Internal documents of Trump University, a defunct online education program co-founded in 2005 by Donald Trump, revealed a moneymaking scheme that targeted students with "problems," presumably financial. Nearly 400 pages of documents were unsealed by a federal judge Tuesday after a lawsuit was filed alleging that the institute scammed thousands of people who enrolled in a program by giving the impression it was an accredited academic institution.

The documents include "playbooks" regarding running the enterprise and how to sell programs to customers. The playbook reportedly guides employees to assign ranks to potential students based on “who has the most and least liquid assets.” The courses at the university started at $1,495, with the most expensive option, known as gold elite, costing $34,995, the Time reported.

“Money is never a reason for not enrolling in Trump University; if they really believe in you and your product, they will find the money. You are not doing any favor [sic] by letting someone use lack of money as an excuse," one of the documents, which provided training and sales tips for Trump University employees, stated.

“When you introduce the price, don’t make it sound like you think it’s a lot of money, if you don’t make a big deal out of it they won’t,” the document reportedly said. “If they can afford the gold elite don’t allow them to think about doing anything besides the gold elite.”

The university's playbook also outlined a strategy for targeting people mostly under financial trouble.

“Urgency is proportional to pain,” the document said. “Problems are like health. The more a problem hurts now, the more the need for a solution now. And the more it hurts, the more they’ll be prepared to pay for a speedy solution. It’s got to hurt enough!”

Two examples of personal problems potential Trump University buyers may be experiencing included: "Are they a single parent of three children that may need money for food? Or are they a middle-aged commuter that is tired of traveling for 2 hours for work each day?” the document said.

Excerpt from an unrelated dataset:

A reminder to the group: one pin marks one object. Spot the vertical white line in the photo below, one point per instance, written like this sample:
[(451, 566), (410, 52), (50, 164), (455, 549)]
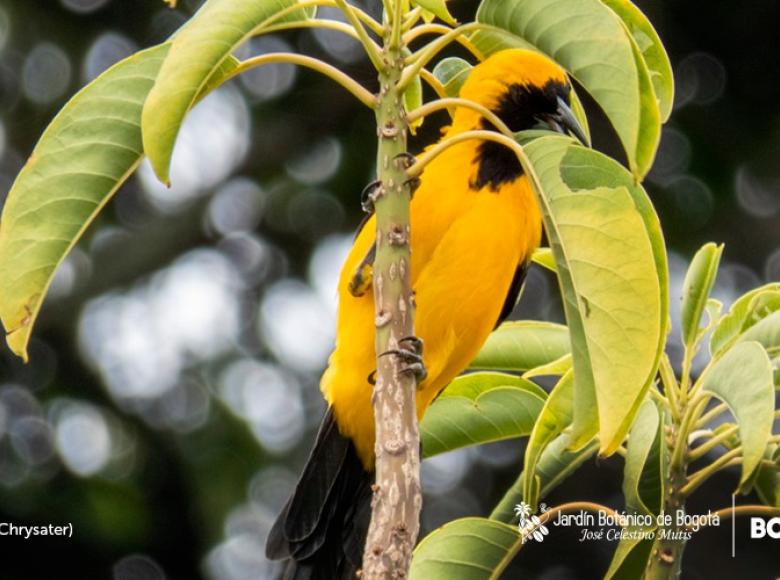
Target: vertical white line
[(733, 526)]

On Tuesday, former managers of Trump University in testimony portrayed it as an unscrupulous business that relied on high-pressure sales tactics.

“I believe that Trump University was a fraudulent scheme,” one sales manager for Trump University, Ronald Schnackenberg, wrote, “and that it preyed upon the elderly and uneducated to separate them from their money.”

Lawyers for the presumptive Republican presidential nominee Tuesday challenged the testimony of the former Trump University employees saying it “was completely discredited” in depositions taken for the California lawsuit. Trump's lawyers declined to release those depositions on Tuesday.